I work on oracle dbs at a large non tech company. It is a great performant rdbms with poor tooling that I cannot believe they included for the licensing cost. Sqlplus could be great but totally isn’t good as a shell tool. Sqldeveloper is garbage. Python libraries and connection engines are solid for running anything automated. Dbeaver is a cool IDE alternative for clicking through tables.
From my experience across some MSSQL server, oracle, sqlite, and some non-professional postgres, the given database model trumps the underlying database tech when dealing with pains writing analytics reports. There are many options to mess up a model design or for feature extension to turn the model ugly.

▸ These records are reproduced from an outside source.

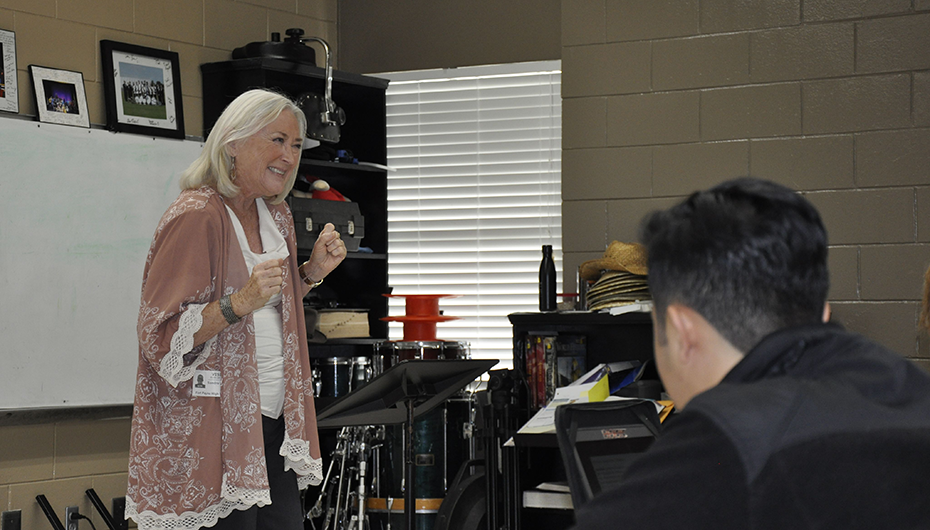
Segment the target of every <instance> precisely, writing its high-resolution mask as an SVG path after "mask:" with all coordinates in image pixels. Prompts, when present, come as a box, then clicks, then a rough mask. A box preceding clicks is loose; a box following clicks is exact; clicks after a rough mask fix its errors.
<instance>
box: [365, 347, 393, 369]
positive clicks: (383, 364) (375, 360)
mask: <svg viewBox="0 0 930 530" xmlns="http://www.w3.org/2000/svg"><path fill="white" fill-rule="evenodd" d="M393 344H394V343H393V342H390V341H384V342H377V343H375V347H374V352H372V357H371V373H372V375H373V376H375V377H377V376H379V375H381V374H383V373H384V372H385V371H387V369H388V368H390V367H391V366H392V365H393V359H394V346H393Z"/></svg>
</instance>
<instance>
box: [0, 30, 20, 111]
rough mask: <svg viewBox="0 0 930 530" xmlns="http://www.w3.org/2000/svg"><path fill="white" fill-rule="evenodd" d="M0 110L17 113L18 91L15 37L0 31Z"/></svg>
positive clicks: (18, 107)
mask: <svg viewBox="0 0 930 530" xmlns="http://www.w3.org/2000/svg"><path fill="white" fill-rule="evenodd" d="M0 57H2V58H3V64H2V65H0V110H2V111H6V112H19V90H17V88H18V86H19V85H18V84H17V82H16V35H15V34H14V33H13V32H12V31H7V30H4V29H0Z"/></svg>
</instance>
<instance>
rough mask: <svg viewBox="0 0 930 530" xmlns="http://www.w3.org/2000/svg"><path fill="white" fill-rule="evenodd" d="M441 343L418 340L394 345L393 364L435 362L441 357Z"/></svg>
mask: <svg viewBox="0 0 930 530" xmlns="http://www.w3.org/2000/svg"><path fill="white" fill-rule="evenodd" d="M442 344H443V343H442V341H438V340H418V341H400V342H395V343H394V345H395V346H394V364H397V363H399V362H400V361H412V360H424V359H425V360H436V359H440V358H441V357H442Z"/></svg>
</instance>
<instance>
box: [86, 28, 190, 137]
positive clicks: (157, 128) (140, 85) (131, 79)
mask: <svg viewBox="0 0 930 530" xmlns="http://www.w3.org/2000/svg"><path fill="white" fill-rule="evenodd" d="M100 53H101V55H102V56H103V57H102V58H103V62H102V64H103V89H104V98H105V99H106V104H107V128H108V129H110V130H112V131H118V132H129V133H135V134H146V135H153V136H164V137H167V138H181V139H183V138H184V111H183V109H182V107H181V69H180V67H179V66H178V54H177V53H176V52H169V51H165V50H156V49H155V48H146V47H144V46H136V45H134V44H125V43H122V42H115V41H111V40H102V41H100Z"/></svg>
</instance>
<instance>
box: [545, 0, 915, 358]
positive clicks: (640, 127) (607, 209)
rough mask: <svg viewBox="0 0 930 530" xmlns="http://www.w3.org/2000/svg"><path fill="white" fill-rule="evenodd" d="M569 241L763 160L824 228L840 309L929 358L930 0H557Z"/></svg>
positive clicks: (863, 329)
mask: <svg viewBox="0 0 930 530" xmlns="http://www.w3.org/2000/svg"><path fill="white" fill-rule="evenodd" d="M562 69H563V77H562V79H563V84H562V97H563V113H562V115H563V131H562V148H563V153H562V156H563V166H562V199H563V211H562V223H563V227H562V234H563V236H562V237H563V240H562V245H563V248H564V249H565V262H564V263H565V271H566V274H565V278H566V290H567V291H571V288H572V287H573V286H574V273H573V272H574V271H575V270H577V266H578V264H579V263H581V262H582V261H585V260H587V259H591V258H593V257H597V256H599V255H600V253H601V252H603V249H604V248H605V246H606V245H607V244H608V243H609V242H610V241H611V240H615V239H616V240H620V241H634V240H635V238H636V232H637V227H638V222H639V220H640V218H641V217H642V216H643V215H644V214H645V213H647V212H649V211H651V210H653V209H657V208H665V207H668V206H669V205H671V204H673V203H675V202H676V201H678V200H680V199H681V198H682V197H683V196H685V195H687V194H688V193H690V192H691V191H693V190H696V189H700V188H706V187H708V186H711V185H713V184H715V183H717V182H720V181H722V180H725V179H727V178H732V177H737V176H745V175H753V176H758V177H763V178H768V179H771V180H775V181H777V182H781V183H783V184H786V185H789V186H791V187H793V188H795V189H798V190H801V191H802V192H803V193H805V194H806V195H807V197H808V198H809V199H810V200H811V201H812V202H813V203H814V205H815V206H816V207H817V208H818V209H819V210H820V212H821V214H822V215H823V218H824V222H825V224H826V226H827V229H828V231H829V234H830V244H831V248H830V271H831V275H832V288H831V291H830V300H831V303H832V306H833V308H834V317H835V319H836V320H838V321H840V322H842V323H843V324H845V325H846V326H847V327H848V328H850V329H853V330H855V331H859V332H861V333H863V334H865V335H867V336H870V337H872V338H874V339H876V340H878V341H880V342H882V343H884V344H885V345H887V346H889V347H891V348H892V349H894V350H895V351H898V352H899V353H901V354H903V355H905V356H907V357H909V358H913V359H915V360H918V362H920V363H921V364H923V365H924V366H930V361H928V360H927V359H928V358H930V348H928V346H927V342H926V336H923V335H921V334H919V333H918V331H917V326H916V322H917V314H918V299H919V297H920V293H921V283H922V278H923V272H924V270H925V269H926V267H927V265H928V263H930V1H928V0H914V1H913V2H912V1H911V0H884V1H876V0H848V1H842V2H837V1H833V0H804V1H803V2H802V1H801V0H750V1H746V0H700V1H698V0H563V1H562Z"/></svg>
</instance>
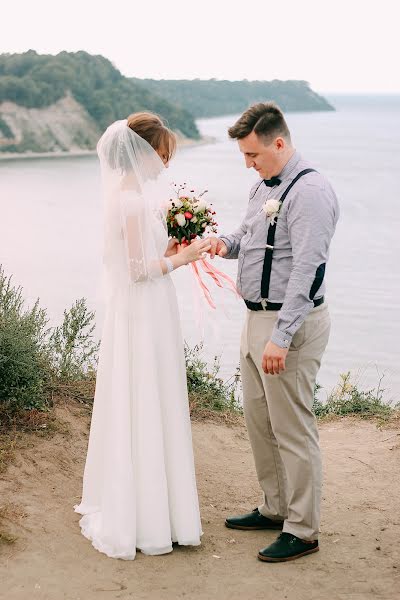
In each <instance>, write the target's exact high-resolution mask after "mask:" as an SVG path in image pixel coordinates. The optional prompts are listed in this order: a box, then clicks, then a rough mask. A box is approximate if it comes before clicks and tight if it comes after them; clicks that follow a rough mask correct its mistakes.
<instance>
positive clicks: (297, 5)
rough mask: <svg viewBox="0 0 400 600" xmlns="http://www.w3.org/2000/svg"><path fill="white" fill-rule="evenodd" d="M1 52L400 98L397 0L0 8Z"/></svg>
mask: <svg viewBox="0 0 400 600" xmlns="http://www.w3.org/2000/svg"><path fill="white" fill-rule="evenodd" d="M0 14H1V21H2V24H1V34H0V53H3V52H9V53H13V52H24V51H26V50H28V49H30V48H32V49H34V50H36V51H37V52H39V53H41V54H42V53H49V54H56V53H58V52H60V51H62V50H67V51H70V52H74V51H77V50H86V51H87V52H89V53H91V54H102V55H103V56H105V57H106V58H108V59H110V60H111V61H112V63H113V64H114V65H115V66H116V67H117V68H118V69H119V70H120V71H121V72H122V73H123V74H124V75H126V76H129V77H140V78H145V77H150V78H156V79H194V78H197V77H199V78H201V79H210V78H216V79H231V80H237V79H249V80H252V79H261V80H271V79H282V80H286V79H301V80H305V81H308V82H309V83H310V85H311V87H312V88H313V89H314V90H315V91H317V92H321V93H346V92H347V93H400V69H399V67H398V59H399V57H400V41H399V40H400V36H399V33H398V23H399V18H398V15H400V2H399V1H398V0H379V1H378V0H376V1H375V0H273V1H271V0H240V1H238V0H194V1H193V0H186V1H185V0H169V1H168V0H163V1H161V0H139V1H136V0H131V1H129V0H113V1H112V2H110V1H109V2H105V1H104V0H96V1H94V0H68V1H67V2H63V1H62V0H25V1H22V0H0Z"/></svg>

Forget about building a new company on an oracle stack, the cost is prohibitive. The open source rdbms are very good and cloud providers have chosen their champions. But for a large legacy corporation with expensive, sensitive data, oracle makes sense. To an extent with a well trained dba the db is “self-documented”
Lol sometimes dbs aren’t exclusively used as a global web app backend for ultra scaling grocery delivery services or whatever. Sometimes db models persist for years and you need assurance that this tech is archival quality.
An aside, I think it’s funny the link you shared is a php site, another dinosaur!
>Absolutely it does. The number of new companies launching on Oracle rounds to near zero though.
I'm not sure how correct that is either, but it's incorrect to call it a legacy skillset on an unpopular technology. A good number of those new companies, if successful, get acquired and are forced to integrate if not convert to Oracle.
https://www.thomsondata.com/customer-base/oracle.php
That doesn't even include primarily government contract companies.